Filling cups and buckets continuously

Question

There are $n$ cups labeled $1,\dots,n$, each with a water tap that adds water into it at the same rate. There are also $k$ buckets, and $k$ sets $S_1,\dots,S_k\subseteq\{1,\dots,n\}$. At any point, if there is one unit of water in the cups in $S_i$ combined, you pour all that water into bucket $i$. (If the condition is satisfied for two or more $i$ simultaneously, choose the lowest $i$ first.) As time goes on, what does the ratio between water in the $k$ buckets converge to (and does this limit even always exist)?

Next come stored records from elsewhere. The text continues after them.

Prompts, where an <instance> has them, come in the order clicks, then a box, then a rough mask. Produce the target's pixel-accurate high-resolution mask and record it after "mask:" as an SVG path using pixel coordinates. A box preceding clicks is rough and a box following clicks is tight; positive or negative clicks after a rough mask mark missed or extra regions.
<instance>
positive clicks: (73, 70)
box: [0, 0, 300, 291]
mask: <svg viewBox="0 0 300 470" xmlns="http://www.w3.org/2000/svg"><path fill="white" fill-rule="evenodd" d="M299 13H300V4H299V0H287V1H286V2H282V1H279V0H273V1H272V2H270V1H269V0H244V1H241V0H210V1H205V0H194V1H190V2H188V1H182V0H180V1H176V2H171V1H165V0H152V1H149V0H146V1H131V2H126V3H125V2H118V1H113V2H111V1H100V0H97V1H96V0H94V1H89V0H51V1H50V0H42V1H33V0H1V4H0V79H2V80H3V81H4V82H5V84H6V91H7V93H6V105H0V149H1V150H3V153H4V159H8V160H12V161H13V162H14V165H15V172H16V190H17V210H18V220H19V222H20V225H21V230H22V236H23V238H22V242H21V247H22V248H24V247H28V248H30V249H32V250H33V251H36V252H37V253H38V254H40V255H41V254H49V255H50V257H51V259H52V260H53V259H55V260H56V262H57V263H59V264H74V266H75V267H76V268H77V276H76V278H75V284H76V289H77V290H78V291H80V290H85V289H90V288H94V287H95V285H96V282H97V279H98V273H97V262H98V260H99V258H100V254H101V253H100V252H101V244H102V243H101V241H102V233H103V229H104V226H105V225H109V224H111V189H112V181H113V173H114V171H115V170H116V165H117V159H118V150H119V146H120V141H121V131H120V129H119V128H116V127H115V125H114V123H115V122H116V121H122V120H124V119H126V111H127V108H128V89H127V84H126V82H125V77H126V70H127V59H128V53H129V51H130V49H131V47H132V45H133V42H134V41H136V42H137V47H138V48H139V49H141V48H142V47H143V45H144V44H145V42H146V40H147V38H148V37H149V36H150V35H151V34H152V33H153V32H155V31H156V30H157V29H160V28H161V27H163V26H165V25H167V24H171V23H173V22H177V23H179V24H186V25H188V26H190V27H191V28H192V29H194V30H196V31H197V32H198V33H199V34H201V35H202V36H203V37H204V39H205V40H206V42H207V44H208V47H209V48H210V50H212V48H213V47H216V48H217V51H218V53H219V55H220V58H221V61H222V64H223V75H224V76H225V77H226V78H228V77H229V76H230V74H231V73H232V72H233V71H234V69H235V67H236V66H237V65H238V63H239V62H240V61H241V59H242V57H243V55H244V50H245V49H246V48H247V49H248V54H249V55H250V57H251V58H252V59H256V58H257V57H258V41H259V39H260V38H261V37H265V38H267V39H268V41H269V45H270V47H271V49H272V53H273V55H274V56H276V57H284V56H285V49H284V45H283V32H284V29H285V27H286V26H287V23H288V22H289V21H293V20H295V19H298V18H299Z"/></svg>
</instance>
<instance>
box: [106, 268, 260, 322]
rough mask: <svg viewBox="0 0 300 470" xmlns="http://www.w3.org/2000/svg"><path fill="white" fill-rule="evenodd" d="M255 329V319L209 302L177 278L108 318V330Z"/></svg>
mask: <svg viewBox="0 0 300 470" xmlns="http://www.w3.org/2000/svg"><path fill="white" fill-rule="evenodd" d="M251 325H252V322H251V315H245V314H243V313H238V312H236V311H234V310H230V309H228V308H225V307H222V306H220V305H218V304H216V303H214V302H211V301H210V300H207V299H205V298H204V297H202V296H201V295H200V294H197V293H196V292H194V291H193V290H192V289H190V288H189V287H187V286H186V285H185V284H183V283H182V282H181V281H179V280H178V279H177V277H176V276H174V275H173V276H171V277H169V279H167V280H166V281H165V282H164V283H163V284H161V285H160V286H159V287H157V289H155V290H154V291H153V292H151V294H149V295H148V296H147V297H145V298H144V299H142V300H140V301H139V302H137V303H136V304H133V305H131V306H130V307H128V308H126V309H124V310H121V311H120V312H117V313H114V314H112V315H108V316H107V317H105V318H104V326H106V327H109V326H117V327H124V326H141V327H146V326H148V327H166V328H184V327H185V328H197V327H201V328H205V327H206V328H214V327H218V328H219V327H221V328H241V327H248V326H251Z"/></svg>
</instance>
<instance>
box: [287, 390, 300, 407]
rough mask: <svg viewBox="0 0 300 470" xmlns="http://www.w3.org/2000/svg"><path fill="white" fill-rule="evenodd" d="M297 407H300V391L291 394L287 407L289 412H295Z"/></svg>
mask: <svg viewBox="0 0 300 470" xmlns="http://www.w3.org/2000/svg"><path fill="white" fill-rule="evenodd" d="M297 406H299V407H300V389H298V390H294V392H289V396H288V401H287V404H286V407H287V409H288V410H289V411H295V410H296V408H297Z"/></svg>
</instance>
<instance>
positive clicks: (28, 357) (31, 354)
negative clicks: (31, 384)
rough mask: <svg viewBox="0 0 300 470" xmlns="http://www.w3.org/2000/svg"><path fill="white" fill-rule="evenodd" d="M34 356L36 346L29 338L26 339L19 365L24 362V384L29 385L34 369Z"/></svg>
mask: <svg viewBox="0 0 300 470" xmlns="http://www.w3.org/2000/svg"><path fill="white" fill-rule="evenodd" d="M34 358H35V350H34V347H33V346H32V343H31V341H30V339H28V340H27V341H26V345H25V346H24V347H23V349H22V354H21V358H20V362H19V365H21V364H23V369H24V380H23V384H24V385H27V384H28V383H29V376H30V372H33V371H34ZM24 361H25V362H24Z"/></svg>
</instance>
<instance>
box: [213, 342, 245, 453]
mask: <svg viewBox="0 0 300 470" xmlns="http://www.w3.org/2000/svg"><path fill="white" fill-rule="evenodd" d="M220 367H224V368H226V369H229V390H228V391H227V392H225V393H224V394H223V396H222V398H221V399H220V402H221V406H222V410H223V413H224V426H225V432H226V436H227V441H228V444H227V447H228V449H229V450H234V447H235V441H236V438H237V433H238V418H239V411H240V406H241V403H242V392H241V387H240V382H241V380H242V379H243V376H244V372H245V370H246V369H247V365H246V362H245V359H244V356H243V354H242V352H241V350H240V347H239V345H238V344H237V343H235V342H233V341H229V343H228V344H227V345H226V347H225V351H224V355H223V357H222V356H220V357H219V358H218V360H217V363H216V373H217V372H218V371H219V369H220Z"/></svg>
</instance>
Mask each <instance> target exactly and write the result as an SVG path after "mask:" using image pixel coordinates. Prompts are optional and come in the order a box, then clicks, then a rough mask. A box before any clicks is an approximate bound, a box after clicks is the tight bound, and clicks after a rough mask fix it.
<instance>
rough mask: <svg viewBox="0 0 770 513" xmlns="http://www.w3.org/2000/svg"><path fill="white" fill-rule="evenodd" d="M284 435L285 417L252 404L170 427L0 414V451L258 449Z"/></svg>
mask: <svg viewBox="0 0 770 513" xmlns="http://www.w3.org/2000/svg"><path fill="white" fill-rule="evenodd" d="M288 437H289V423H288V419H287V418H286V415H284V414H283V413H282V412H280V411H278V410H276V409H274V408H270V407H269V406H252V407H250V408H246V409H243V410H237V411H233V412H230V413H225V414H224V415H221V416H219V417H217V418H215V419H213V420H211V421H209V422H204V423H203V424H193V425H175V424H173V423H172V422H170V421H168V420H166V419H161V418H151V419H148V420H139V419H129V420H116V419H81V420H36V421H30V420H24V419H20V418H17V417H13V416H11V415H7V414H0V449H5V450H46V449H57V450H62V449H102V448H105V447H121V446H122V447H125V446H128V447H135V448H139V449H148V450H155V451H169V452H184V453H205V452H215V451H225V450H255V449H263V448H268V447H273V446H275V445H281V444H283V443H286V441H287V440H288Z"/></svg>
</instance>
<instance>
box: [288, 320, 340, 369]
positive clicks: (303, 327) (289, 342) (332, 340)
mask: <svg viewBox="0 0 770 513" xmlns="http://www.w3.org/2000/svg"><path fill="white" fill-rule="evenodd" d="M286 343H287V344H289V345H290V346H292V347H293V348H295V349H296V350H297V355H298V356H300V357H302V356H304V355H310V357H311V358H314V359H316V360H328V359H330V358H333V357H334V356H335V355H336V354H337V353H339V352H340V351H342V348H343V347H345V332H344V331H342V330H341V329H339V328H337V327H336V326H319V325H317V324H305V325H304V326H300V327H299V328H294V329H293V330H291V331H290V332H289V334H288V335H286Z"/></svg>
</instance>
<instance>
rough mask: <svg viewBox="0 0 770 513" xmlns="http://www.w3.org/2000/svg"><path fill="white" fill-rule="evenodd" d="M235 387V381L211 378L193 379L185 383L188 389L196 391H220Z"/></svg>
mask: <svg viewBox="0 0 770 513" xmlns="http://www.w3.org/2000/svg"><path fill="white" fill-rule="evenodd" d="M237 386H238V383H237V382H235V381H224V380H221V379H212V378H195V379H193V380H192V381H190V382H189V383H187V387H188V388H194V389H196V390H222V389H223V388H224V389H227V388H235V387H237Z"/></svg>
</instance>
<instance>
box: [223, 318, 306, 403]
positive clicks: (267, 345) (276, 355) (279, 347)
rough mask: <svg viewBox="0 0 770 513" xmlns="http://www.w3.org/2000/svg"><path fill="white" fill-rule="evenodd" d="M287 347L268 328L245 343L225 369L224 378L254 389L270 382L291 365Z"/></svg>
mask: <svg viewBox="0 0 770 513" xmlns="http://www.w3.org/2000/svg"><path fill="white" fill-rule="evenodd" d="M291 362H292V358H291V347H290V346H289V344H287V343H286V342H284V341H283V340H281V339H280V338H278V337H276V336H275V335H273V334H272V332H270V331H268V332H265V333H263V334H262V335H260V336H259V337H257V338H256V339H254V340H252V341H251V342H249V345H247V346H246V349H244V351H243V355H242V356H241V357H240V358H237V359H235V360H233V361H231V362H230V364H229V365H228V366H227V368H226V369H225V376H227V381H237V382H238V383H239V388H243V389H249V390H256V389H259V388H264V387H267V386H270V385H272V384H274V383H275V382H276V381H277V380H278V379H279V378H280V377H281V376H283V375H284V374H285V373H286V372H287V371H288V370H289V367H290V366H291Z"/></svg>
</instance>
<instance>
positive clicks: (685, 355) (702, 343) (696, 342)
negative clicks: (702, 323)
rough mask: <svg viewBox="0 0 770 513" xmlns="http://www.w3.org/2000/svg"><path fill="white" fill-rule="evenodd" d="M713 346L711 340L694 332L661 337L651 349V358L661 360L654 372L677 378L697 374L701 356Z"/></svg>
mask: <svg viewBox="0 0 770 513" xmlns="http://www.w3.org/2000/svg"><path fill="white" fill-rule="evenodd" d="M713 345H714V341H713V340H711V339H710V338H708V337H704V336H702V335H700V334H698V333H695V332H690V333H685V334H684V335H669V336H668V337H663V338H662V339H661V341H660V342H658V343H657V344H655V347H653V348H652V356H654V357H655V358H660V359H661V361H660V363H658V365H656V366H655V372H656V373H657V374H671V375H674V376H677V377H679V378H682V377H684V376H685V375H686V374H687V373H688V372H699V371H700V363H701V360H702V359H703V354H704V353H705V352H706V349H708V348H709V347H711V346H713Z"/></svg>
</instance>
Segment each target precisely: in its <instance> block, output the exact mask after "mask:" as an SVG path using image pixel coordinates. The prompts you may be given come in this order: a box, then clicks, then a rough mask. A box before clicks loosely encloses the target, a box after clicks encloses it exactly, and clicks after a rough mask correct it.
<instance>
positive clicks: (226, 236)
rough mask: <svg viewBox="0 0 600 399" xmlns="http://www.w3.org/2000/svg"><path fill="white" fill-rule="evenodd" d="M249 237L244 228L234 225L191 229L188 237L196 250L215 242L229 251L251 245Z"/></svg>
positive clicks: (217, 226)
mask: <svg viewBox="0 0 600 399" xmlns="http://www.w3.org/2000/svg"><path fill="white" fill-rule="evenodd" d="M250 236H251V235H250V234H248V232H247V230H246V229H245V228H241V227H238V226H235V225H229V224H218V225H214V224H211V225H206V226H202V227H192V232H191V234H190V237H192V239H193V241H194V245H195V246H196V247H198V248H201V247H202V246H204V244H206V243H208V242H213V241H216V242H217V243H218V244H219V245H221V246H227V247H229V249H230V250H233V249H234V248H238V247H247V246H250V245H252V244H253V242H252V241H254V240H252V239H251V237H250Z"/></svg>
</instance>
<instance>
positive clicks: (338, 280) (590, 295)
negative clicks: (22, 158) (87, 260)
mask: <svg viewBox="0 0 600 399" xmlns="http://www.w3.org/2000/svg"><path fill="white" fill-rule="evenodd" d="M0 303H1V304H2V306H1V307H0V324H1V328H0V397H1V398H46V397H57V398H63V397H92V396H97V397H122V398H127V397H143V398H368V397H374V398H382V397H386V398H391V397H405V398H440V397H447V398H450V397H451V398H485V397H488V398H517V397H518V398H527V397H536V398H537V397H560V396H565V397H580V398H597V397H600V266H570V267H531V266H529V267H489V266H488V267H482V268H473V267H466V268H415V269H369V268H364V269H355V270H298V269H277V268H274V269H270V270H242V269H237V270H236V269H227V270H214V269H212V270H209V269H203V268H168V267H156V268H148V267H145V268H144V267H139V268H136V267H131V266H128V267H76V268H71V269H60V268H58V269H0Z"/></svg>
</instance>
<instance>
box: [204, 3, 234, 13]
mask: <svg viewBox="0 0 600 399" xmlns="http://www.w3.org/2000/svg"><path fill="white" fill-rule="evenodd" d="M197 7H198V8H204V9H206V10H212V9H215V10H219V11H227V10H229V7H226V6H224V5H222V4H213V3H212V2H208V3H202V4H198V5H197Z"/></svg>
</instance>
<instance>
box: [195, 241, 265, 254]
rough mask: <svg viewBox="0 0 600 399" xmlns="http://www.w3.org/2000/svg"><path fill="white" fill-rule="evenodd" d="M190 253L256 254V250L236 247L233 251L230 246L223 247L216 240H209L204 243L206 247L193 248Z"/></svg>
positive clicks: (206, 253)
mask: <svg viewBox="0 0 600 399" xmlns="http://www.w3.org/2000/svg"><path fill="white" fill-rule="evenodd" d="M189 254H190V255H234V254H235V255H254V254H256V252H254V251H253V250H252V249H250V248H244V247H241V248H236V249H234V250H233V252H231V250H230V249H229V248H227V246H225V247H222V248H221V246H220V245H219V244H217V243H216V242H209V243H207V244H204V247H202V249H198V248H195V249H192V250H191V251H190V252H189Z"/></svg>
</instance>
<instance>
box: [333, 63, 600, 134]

As a concrete example, suppose $n = 7$, $k = 3$, $S_1 = \{1,2,3,4\}$, $S_2=\{4,5,6\}$, $S_3=\{6,7\}$, then the ratio between the water in the three buckets converges to $9:4:4$. This can be observed via a computer program and then proved formally, with calculations again based on a computer program. Is there a way to determine an answer based on $S_1,\dots,S_k$ without relying on a computer? Can we set up some kind of "steady-state" equations?

Answer 1

Is it clear that the limit in the general setting exists and the ratios don't oscillate wildly? Anyway, the limit (if it exists) depends on more than just the $S_k$.

If $n=1$ and $k>1$, then it clearly depends on how we break ties. But even if we insist that the $S_k$ are pairwise different, the limit depends on how we break ties.

Breaking ties deterministically can for instance be achieved by filling each cup with a tiny amount of water before we start. In this case, the solution depends on the initial configuration. Consider for instance the case $n=4$, $k=4$ with $S_1 = \{1,2\}$, $S_2 = \{3,4\}$, $S_3 = \{1,3\}$, $S_4 = \{2,4\}$. If the initial content of the cups are $(\epsilon, \epsilon ,0 ,0)$ then only the first two buckets are filled, but if the initial contents are $(\epsilon, 0, \epsilon ,0)$ then only the last two buckets are filled.

We can also break ties randomly. In this case the limit could be a non-constant random variable. Consider the case $n=8$, $k=9$ with $S_1 = \{1,2\}$, $S_2 = \{3,4\}$, $S_3 = \{1,3\}$, $S_4 = \{2,4\}$, $S_5 = \{5,6\}$, $S_6 = \{7,8\}$, $S_7 = \{5,7\}$, $S_8 = \{6,8\}$, $S_9 = \{1,5\}$, starting with all cups empty.

At first, cups are always emptied when all of them contain half a unit of water, this continues until at some point bucket 9 is picked - at this point we can't empty all cups and by symmetry w.l.o.g. cups 2 and 6 still contain half a unit. Once another quarter unit has been poured in all cups,$S_1$, $S_4$, $S_5$, $S_8$ hold one unit of water.

If at this point we (randomly) choose buckets 1 and 8, then similarly as in the above example with $\epsilon = \frac 14$ henceforth only buckets 1, 2, 7, 8 are filled. If we select buckets 4 and 5, then henceforth only buckets 3, 4, 5, 6 are filled. Note that in both of these cases we can never pick bucket 9 again since whenever cup 1 is emptied, cup 2 only contains a quarter unit and vice versa.